Cartesian plane challenge 2

The coordinates of the centroid are (xA+xB+xC/3 , yA+yB+yC/3). The coordinates of the centroid is the intersection of CK and BE which is (1,1), so xA+xB+xC+yA+yB+yC=3+3 = 6 which is the final answer.

Let the coordinates of triangle $ABC$ be modeled per the following:

$A(x_{A}, 6 - x_{A}); B(x_{B}, \frac{x_{B}+1}{2}); C(1,y_{C})$ (i)

If $CK$ be the median of $AB$ , then we require: $\frac{x_{A} + x_{B}}{2} = 1$ (ii). If $AH$ be the perpendicular altitude to $BC$ , then we require the slope to equal $m_{BC} = 1$ . This translates into:

$\frac{y_{C} - y_{B}}{x_{C}-x_{B}} = \frac{y_{C} - \frac{x_{B}+1}{2}}{1 - x_{B}} = 1 \Rightarrow x_{B} + 2y_{C} = 3$ (iii).

If $E$ is the midpoint of $AC$ and is also contained on the median modeled by the line $y = \frac{x+1}{2}$ , then we require:

$y - [\frac{(6-x_{A}) + y_{C}}{2}] = \frac{1}{2} \cdot (x - \frac{x_{A}+1}{2}) \Rightarrow y = \frac{1}{2}x + [\frac{(6-x_{A}) + y_{C}}{2} - \frac{x_{A}+1}{4}]$ ;

or $\frac{(6-x_{A}) + y_{C}}{2} - \frac{x_{A}+1}{4} = \frac{1}{2} \Rightarrow -3x_{A} + 2y_{C} = -9$ (iv).

Let us now take the equations from (ii), (iii), and (iv) and solve for $x_{A}, x_{B}, y_{C}$ via a 3x3 matrix:

$\begin{bmatrix} 1 & 1 & 0 \\ 0 & 1 & 2 \\ -3 & 0 & 2 \end{bmatrix} \cdot \begin{bmatrix} x_{A} \\ x_{B} \\y_{C} \end{bmatrix} = \begin{bmatrix} 2 \\ 3 \\ -9 \end{bmatrix}$ (v)

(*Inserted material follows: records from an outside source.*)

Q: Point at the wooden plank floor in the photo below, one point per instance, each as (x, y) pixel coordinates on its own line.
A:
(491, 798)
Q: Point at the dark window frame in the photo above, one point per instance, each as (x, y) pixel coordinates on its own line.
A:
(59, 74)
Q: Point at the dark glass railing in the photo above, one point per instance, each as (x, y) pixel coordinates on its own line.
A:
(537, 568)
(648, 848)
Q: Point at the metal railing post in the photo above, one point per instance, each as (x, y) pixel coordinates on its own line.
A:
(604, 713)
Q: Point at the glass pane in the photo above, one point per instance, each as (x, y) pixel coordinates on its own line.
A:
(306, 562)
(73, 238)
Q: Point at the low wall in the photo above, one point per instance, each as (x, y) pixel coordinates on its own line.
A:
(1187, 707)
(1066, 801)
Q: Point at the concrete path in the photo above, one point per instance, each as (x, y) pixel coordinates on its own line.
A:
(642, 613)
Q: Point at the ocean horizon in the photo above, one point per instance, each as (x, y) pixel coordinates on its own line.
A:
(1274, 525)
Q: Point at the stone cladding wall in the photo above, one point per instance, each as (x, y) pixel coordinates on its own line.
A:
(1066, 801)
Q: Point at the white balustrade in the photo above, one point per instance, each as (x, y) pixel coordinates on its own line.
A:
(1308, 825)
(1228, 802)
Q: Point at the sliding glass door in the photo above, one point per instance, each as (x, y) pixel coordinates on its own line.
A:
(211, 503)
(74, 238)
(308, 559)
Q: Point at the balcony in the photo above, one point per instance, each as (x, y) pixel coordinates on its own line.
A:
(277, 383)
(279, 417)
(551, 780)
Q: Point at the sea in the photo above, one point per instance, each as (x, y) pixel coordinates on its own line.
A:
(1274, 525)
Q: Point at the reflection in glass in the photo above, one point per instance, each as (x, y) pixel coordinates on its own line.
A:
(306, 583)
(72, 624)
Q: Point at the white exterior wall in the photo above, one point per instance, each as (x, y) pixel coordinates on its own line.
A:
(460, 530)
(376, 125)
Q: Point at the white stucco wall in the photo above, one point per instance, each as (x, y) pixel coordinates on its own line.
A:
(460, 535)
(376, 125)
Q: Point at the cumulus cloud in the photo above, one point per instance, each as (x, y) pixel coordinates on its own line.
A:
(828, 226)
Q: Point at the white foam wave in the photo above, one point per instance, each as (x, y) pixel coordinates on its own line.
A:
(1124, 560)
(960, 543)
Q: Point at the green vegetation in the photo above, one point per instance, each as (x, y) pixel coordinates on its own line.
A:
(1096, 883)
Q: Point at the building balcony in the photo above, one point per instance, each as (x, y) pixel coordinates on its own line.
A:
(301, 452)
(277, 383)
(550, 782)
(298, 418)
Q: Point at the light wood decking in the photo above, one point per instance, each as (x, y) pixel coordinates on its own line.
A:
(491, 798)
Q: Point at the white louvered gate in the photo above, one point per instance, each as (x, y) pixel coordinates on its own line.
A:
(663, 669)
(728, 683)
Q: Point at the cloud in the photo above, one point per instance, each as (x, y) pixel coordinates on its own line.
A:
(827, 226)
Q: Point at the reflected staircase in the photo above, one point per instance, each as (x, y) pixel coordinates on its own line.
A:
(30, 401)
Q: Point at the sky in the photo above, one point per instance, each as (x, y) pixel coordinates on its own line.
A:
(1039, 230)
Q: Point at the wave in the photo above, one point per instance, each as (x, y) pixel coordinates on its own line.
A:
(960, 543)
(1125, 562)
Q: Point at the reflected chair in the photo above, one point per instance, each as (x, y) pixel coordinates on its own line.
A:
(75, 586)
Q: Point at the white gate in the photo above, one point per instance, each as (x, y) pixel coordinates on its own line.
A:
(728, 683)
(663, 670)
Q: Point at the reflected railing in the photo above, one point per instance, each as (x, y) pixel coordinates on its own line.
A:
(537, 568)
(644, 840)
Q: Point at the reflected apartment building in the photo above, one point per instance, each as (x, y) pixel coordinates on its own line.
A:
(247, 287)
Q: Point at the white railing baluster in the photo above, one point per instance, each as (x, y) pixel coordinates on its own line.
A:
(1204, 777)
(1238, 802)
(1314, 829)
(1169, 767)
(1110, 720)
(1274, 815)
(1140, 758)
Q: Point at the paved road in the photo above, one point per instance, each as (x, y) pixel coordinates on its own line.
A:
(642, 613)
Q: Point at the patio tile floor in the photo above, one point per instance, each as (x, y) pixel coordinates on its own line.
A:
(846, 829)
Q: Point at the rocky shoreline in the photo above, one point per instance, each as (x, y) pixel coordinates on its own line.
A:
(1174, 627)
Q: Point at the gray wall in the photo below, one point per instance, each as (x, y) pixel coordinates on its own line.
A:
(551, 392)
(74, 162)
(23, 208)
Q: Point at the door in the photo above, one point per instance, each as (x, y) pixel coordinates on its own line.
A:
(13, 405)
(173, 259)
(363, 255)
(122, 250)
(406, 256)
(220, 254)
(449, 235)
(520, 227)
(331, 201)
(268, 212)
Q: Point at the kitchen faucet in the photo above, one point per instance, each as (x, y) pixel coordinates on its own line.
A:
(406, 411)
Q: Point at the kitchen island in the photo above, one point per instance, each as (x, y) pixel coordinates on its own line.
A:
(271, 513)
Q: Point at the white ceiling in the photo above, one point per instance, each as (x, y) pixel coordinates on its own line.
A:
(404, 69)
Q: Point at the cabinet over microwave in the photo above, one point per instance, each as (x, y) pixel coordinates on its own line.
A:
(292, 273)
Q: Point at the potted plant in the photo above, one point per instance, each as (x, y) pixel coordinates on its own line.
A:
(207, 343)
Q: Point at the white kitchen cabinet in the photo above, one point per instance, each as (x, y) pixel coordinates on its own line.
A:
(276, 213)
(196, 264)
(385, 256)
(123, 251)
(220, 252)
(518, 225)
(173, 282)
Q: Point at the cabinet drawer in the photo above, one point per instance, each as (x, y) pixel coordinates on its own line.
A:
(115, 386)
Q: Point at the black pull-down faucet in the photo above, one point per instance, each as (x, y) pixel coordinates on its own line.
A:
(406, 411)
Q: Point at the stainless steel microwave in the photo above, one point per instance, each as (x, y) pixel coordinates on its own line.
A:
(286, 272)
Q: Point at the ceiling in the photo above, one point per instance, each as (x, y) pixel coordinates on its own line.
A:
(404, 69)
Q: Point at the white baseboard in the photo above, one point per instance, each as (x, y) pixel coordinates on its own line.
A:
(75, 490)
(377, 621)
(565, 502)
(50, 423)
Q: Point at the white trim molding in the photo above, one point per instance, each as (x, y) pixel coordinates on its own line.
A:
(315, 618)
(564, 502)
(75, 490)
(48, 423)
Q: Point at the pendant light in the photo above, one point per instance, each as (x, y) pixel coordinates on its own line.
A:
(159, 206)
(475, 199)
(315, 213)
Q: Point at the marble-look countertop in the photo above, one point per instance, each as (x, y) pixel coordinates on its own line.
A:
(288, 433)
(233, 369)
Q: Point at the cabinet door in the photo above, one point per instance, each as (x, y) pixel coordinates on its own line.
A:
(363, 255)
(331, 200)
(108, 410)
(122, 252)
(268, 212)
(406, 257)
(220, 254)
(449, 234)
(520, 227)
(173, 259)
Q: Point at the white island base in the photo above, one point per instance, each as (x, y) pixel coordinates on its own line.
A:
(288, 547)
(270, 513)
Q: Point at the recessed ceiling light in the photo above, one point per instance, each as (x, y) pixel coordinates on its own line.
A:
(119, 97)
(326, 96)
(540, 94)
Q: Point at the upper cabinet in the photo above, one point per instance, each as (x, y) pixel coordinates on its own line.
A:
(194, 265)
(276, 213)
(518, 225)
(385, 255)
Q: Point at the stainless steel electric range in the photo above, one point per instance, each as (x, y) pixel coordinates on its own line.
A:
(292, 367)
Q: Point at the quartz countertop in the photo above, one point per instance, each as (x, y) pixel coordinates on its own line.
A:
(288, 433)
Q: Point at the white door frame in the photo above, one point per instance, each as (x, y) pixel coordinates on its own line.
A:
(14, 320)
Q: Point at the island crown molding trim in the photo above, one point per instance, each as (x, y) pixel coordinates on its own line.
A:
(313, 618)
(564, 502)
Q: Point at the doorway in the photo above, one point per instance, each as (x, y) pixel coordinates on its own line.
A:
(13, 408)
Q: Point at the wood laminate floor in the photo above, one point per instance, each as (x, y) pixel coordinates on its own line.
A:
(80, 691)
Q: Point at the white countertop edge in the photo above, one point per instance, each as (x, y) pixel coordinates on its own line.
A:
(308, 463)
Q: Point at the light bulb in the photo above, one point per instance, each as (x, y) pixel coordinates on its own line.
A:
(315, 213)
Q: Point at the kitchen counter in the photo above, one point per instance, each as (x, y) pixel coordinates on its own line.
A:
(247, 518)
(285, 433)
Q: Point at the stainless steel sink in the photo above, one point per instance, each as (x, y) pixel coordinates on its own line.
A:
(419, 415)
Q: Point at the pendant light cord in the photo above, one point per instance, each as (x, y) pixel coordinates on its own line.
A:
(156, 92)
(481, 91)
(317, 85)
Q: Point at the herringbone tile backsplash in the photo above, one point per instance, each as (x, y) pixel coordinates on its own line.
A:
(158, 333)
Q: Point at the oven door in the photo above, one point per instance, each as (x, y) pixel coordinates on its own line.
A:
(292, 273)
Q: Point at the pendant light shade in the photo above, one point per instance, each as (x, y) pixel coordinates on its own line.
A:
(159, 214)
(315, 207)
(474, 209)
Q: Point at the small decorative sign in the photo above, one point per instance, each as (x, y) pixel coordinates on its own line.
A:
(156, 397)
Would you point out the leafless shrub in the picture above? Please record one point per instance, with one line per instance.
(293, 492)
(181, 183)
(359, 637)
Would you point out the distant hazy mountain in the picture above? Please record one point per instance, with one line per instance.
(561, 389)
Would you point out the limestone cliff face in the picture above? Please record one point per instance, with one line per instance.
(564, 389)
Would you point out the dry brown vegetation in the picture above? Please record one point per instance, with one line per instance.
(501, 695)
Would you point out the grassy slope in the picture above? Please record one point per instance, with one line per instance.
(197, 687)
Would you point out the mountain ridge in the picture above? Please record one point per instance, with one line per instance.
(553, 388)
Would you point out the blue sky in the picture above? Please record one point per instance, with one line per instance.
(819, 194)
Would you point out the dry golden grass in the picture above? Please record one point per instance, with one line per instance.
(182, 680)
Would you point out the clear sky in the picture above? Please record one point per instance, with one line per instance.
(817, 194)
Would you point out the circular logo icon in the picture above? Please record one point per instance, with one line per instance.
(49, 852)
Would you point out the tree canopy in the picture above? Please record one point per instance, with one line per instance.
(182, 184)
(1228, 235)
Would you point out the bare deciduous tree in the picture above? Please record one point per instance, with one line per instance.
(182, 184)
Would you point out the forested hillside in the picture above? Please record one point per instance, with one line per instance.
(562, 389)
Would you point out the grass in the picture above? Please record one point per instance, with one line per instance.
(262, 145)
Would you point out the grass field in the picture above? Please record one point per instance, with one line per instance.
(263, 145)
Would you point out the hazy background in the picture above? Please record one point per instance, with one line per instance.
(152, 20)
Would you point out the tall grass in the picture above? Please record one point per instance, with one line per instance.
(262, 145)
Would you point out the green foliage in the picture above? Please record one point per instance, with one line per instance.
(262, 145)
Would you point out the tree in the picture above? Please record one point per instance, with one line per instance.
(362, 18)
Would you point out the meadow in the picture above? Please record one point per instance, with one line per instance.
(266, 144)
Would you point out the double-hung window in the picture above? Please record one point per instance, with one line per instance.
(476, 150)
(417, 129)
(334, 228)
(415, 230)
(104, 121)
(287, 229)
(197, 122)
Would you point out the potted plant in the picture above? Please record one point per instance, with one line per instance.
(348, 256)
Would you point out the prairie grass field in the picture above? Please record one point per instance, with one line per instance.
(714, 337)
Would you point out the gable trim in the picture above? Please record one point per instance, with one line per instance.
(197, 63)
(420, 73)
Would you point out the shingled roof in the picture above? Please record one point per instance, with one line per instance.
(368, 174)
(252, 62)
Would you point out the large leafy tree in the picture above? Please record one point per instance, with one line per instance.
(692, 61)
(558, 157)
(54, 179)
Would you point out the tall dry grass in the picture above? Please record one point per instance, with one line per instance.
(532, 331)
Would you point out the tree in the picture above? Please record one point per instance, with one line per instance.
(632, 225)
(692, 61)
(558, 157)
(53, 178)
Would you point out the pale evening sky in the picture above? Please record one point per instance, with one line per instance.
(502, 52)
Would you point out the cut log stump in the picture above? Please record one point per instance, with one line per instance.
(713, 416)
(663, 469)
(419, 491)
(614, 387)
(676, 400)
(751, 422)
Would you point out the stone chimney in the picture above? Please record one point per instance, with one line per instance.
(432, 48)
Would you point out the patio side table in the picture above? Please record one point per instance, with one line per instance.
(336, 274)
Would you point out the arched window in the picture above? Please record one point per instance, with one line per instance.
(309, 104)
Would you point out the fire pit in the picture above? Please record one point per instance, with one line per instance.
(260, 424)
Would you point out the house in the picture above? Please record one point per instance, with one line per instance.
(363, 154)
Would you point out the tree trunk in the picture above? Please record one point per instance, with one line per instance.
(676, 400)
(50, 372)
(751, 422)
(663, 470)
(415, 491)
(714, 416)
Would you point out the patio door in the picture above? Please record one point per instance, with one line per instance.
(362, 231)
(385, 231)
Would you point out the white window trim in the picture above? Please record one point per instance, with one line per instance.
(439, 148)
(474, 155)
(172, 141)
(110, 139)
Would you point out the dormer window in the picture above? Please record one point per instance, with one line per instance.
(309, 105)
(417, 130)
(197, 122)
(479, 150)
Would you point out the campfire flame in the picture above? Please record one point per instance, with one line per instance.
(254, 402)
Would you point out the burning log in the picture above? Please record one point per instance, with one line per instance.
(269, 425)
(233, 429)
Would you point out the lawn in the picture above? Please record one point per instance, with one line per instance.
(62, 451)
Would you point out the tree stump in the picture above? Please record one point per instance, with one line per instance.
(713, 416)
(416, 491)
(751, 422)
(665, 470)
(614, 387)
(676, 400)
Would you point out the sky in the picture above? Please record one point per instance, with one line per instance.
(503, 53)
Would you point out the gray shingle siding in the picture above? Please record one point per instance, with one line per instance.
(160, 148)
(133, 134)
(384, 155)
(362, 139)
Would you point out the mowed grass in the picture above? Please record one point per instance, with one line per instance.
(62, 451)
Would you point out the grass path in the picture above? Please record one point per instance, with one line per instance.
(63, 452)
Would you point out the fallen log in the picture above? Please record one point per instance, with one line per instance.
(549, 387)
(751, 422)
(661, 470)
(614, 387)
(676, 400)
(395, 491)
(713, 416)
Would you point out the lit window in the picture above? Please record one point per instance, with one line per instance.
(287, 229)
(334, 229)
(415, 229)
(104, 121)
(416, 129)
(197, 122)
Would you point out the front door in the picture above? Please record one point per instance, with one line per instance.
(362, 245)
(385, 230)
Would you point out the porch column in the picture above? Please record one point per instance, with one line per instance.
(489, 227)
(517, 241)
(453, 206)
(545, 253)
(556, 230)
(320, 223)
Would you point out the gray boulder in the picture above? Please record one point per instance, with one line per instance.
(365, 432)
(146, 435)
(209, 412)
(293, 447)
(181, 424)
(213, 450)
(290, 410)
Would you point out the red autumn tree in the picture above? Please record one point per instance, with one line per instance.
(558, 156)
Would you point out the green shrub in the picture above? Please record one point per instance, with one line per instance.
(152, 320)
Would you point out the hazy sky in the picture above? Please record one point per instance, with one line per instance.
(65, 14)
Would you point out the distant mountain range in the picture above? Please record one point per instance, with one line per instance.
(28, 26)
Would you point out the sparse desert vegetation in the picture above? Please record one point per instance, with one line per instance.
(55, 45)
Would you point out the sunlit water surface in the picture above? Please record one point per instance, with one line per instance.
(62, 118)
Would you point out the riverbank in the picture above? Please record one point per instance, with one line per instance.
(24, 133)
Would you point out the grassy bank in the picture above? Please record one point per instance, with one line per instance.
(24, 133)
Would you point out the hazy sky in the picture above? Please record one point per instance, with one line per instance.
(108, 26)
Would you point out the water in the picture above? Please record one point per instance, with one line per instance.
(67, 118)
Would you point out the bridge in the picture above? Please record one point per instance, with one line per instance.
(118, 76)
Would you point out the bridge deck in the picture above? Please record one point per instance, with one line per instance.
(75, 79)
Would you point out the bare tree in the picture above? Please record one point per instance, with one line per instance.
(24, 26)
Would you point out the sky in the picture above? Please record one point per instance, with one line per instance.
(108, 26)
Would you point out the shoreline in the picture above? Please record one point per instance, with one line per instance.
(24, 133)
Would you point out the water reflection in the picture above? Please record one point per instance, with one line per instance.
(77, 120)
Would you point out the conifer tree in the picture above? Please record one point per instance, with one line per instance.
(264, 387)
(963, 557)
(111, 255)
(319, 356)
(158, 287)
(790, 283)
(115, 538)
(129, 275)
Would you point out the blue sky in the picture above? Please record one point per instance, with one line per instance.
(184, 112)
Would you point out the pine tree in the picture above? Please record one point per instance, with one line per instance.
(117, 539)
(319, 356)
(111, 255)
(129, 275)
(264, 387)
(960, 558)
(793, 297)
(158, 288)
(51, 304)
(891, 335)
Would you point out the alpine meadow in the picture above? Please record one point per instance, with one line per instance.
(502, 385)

which solving for (v) gives $\begin{bmatrix} x_{A}\\x_{B}\\y_{C} \end{bmatrix} = \begin{bmatrix} 5 \\ -3 \\3 \end{bmatrix}$

and the coordinates $A(5,1); B(-3,-1); C(1,3)$ . Thus the required coordinate sum computes to $\boxed{6}.$